Le 8 août 1956, vers 8h10, un incendie s’est déclaré dans les galeries du charbonnage du Bois du Cazier à Marcinelle, en région wallonne. En l’espace de quelques heures, le feu et surtout les fumées toxiques ont causé la mort de 262 personnes, rasant une équipe de mineurs qui travaillait alors pour l’extraction du charbon. Ce bilan humain, l’un des plus lourds de l’histoire minière européenne, a immédiatement placé la catastrophe au centre de l’attention publique et politique en Belgique et à l’étranger.

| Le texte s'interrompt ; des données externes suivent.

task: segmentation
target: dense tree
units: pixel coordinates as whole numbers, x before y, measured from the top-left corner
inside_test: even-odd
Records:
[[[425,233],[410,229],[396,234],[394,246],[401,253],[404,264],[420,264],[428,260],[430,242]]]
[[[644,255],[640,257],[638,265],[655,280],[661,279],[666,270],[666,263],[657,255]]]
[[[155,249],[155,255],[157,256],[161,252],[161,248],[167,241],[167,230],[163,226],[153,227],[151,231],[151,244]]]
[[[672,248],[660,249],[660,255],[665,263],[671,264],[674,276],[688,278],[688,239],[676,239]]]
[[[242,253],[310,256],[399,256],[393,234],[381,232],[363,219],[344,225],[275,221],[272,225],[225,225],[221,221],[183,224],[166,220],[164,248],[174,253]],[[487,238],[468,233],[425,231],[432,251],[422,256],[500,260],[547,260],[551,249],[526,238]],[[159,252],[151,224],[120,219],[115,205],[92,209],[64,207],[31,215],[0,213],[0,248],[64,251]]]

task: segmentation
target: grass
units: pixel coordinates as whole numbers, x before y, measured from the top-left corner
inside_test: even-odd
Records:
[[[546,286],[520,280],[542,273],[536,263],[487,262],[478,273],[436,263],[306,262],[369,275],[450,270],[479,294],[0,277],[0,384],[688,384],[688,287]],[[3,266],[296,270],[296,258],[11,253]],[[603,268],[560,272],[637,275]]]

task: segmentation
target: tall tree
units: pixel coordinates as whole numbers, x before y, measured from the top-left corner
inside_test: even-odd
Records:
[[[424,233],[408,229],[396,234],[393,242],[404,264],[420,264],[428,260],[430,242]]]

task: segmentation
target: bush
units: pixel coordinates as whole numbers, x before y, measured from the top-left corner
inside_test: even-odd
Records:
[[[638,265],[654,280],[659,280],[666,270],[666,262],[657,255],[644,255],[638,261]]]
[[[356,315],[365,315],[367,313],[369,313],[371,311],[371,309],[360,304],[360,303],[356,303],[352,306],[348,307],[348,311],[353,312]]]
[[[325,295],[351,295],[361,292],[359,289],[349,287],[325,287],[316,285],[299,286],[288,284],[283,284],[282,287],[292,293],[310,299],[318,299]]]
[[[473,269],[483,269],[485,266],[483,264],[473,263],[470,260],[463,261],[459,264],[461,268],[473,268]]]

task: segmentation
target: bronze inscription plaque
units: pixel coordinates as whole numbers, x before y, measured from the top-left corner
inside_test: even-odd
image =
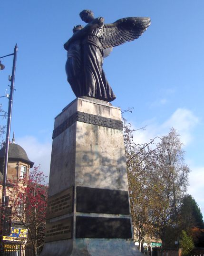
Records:
[[[73,212],[73,189],[72,187],[48,198],[47,220]]]
[[[46,243],[72,238],[72,217],[54,222],[46,222]]]

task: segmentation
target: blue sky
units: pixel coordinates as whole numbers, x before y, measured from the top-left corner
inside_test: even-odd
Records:
[[[138,39],[114,49],[104,70],[137,141],[181,135],[192,170],[189,192],[204,213],[204,1],[203,0],[1,1],[0,56],[19,46],[11,133],[30,160],[48,174],[54,118],[75,98],[67,82],[63,44],[74,26],[85,24],[85,9],[106,23],[126,17],[150,17],[152,24]],[[2,60],[0,96],[7,89],[12,57]],[[1,98],[5,109],[8,100]],[[1,122],[2,120],[1,120]],[[3,121],[2,121],[3,122]]]

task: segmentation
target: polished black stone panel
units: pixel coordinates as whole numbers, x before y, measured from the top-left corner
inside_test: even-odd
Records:
[[[77,211],[129,214],[127,191],[77,187]]]
[[[132,238],[130,219],[78,216],[77,238]]]

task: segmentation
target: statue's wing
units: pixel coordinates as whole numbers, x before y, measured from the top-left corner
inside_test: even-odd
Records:
[[[103,57],[106,58],[110,55],[110,53],[113,51],[113,47],[104,49],[103,50]]]
[[[150,25],[149,18],[130,17],[105,24],[99,41],[104,49],[120,45],[138,38]]]

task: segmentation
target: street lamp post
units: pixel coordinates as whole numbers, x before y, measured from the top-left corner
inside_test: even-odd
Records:
[[[5,141],[5,158],[4,158],[4,166],[3,170],[3,186],[2,192],[2,199],[1,199],[1,211],[0,216],[0,239],[1,244],[1,250],[2,252],[3,251],[3,228],[4,224],[4,215],[5,215],[5,198],[6,192],[6,181],[7,179],[7,167],[8,167],[8,160],[9,156],[9,141],[10,139],[10,124],[11,122],[11,114],[12,114],[12,107],[13,105],[13,92],[14,90],[14,81],[15,81],[15,74],[16,72],[16,59],[17,57],[18,47],[16,44],[14,48],[14,52],[13,53],[6,55],[0,57],[0,59],[8,56],[13,55],[13,68],[12,70],[12,75],[11,79],[11,85],[10,95],[9,96],[9,108],[8,111],[8,119],[7,119],[7,127],[6,131],[6,141]],[[4,65],[1,64],[0,61],[0,70],[4,69]]]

La plupart des victimes sont mortes par asphyxie due aux fumées et gaz dégagés par l’incendie, tandis que d’autres ont été bloquées par l’effondrement de galeries ou l’impossibilité d’atteindre des issues de secours. Parmi les disparus figuraient de nombreux travailleurs étrangers employés dans les puits, ce qui a amplifié l’onde de choc au-delà des frontières belges. Familles et communautés entières, notamment d’Italie, ont été touchées par la disparition soudaine de pères et de fils engagés dans l’industrie charbonnière.

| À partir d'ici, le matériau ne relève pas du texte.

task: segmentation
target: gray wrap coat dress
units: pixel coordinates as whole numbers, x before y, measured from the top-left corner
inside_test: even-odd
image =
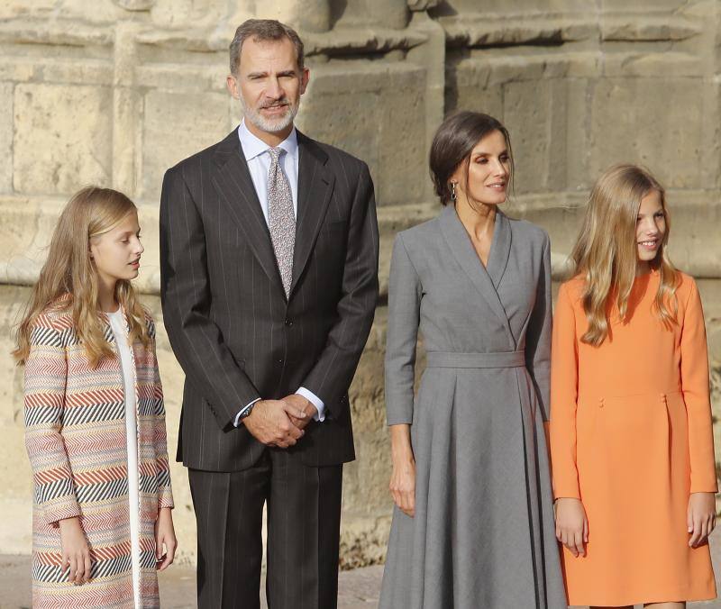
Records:
[[[415,515],[394,511],[381,609],[566,607],[544,432],[551,308],[534,224],[498,212],[486,268],[452,205],[397,235],[387,418],[411,425]]]

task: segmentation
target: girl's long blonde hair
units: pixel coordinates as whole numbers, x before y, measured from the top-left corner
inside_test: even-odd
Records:
[[[123,193],[87,186],[76,193],[60,214],[52,233],[48,258],[17,329],[13,356],[24,364],[30,353],[30,334],[35,320],[48,310],[70,311],[75,332],[92,366],[114,354],[101,321],[98,278],[90,259],[90,241],[114,228],[137,207]],[[119,280],[115,298],[125,310],[130,340],[150,343],[145,311],[130,281]]]
[[[654,308],[667,326],[676,320],[678,274],[666,251],[671,223],[665,191],[645,169],[635,165],[616,165],[594,185],[570,254],[573,275],[581,275],[585,279],[582,301],[589,329],[581,337],[583,342],[598,347],[606,340],[608,314],[614,304],[621,319],[625,319],[638,264],[638,210],[641,199],[653,190],[659,193],[666,219],[659,251],[649,263],[661,276]]]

Le drame s’inscrit dans le contexte de l’après-guerre, période durant laquelle les bassins industriels belges recrutèrent massivement des travailleurs étrangers pour répondre aux besoins de reconstruction et d’approvisionnement énergétique. La catastrophe a mis en lumière les conditions de travail dans les mines, les procédures de sécurité et la protection des ouvriers étrangers. Elle a donné lieu à des enquêtes judiciaires et administratives, et suscité des débats prolongés sur la responsabilité des exploitants, la réglementation des chantiers souterrains et le suivi des accords de main-d’œuvre internationale.

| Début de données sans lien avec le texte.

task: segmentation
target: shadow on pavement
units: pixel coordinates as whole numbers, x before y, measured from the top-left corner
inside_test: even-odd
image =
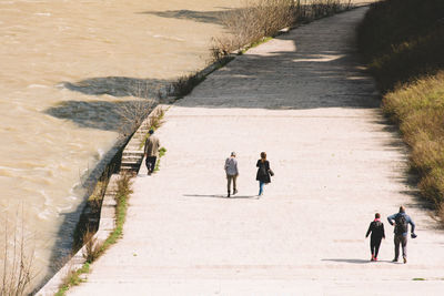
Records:
[[[218,194],[183,194],[183,196],[186,196],[186,197],[226,198],[226,200],[258,197],[258,195],[232,195],[230,197],[226,197],[226,195],[218,195]]]
[[[327,262],[337,262],[337,263],[351,263],[351,264],[367,264],[372,263],[371,261],[364,261],[364,259],[321,259],[321,261],[327,261]]]

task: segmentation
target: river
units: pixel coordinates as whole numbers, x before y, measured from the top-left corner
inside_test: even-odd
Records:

Aujourd’hui, le souvenir du Bois du Cazier reste vivace : le site est reconnu comme lieu de mémoire et des commémorations annuelles honorent les victimes et informent les nouvelles générations. Au-delà du deuil, la tragédie de Marcinelle a laissé une empreinte durable sur les politiques de sécurité au travail et sur la manière dont les sociétés européennes examinent la protection des travailleurs migrants. Elle demeure un rappel solennel des risques industriels et de l’importance de normes rigoureuses pour prévenir de telles catastrophes.